Imagine if Lewis, still doing his back-breaking telethons every year despite a series of serious health complications, just decided to call it a day. Millions that otherwise would have been funneled into MDA’s coffers would go elsewhere. Is that what disabled groups really want?
 
The anti-Lewis protests align nicely with the Hollywood thought police’s lopsided judgments.
 
Woody Allen, who began a scandalous affair with his girlfriend Mia Farrow’s adopted daughter in the early 1990s, never suffered much condemnation from his Hollywood peers.

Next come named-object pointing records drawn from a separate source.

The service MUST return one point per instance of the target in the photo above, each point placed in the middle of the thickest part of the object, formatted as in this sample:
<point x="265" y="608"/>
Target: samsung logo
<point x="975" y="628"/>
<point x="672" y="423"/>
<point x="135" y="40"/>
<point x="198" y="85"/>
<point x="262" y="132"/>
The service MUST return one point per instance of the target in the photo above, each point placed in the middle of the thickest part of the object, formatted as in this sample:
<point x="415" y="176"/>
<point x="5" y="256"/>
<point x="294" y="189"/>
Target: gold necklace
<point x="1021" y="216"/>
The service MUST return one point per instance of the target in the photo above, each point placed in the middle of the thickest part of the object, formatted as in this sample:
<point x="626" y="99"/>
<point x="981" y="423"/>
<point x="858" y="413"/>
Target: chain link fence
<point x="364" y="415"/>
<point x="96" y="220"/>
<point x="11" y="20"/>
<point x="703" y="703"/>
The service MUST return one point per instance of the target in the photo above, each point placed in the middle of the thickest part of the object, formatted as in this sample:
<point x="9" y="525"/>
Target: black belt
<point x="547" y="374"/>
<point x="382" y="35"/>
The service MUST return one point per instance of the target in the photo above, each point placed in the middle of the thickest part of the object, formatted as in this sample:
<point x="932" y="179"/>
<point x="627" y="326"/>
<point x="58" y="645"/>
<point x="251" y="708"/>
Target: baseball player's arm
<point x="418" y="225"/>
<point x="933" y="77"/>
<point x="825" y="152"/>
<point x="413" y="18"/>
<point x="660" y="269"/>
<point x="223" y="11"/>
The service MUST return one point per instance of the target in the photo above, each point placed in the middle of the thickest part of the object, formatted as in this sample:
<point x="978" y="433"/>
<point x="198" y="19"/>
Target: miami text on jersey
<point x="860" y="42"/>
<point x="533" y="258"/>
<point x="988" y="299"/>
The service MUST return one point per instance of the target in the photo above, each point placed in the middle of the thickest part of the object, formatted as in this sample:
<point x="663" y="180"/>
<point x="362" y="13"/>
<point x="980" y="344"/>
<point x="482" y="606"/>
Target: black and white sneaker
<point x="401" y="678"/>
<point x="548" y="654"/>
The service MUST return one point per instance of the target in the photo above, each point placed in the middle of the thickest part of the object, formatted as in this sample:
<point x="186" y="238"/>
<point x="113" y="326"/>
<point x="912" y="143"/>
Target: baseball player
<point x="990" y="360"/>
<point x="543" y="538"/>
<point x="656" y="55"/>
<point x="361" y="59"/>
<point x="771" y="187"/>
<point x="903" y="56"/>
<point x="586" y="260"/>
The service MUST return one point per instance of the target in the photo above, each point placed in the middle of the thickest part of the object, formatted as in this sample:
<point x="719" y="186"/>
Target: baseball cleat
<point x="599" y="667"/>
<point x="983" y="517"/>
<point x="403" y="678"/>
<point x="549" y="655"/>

Nor did director Roman Polanksi, who admitted to having sex with an underage girl decades ago but earned a standing ovation from the Oscar crowd when he won Best Director in 2002 for “The Pianist.”
 
And what about Sean Penn, a prohibitive favorite to win his second Oscar this weekend for his terrific performance in the biopic “Milk?” Why no Penn protests among the gay community, given his unabashed affection for the Castro brothers, the Communist duo who squelch gay rights in Cuba? A column in the gay magazine The Advocate blasted Penn for his glowing praise for the Cuban dictators, but few people expect anyone on Oscar night to bring up that inconvenient truth.
 
Frankly, Penn’s intentional support of the Cuban regime is far more dangerous speech than Lewis’s vocal missteps. Penn didn’t grow up in an era where using the word “fag” in a derogatory fashion was considered acceptable. And Castro and company can wave around Penn’s article any time they wish for propaganda purposes.
 
Plus, Penn’s comments didn’t come during an ad libbed speech or other public appearance. He wrote them for an article in The Nation magazine.
 
All of the above makes the crowd’s reaction to Lewis’ presence Sunday the most intriguing part of what will likely be another soporific Oscar telecast. Will the applause be rapturous or contained when the aged entertainer accepts his Oscar? Will the stars and starlets see protests around Hollywood on the way to the ceremony and reconsider their support?
 
Let’s hope for Lewis’ sake the audience laughs at all his jokes, funny or not, and applaud until their hands hurt. Lewis, warts an all, deserves nothing less.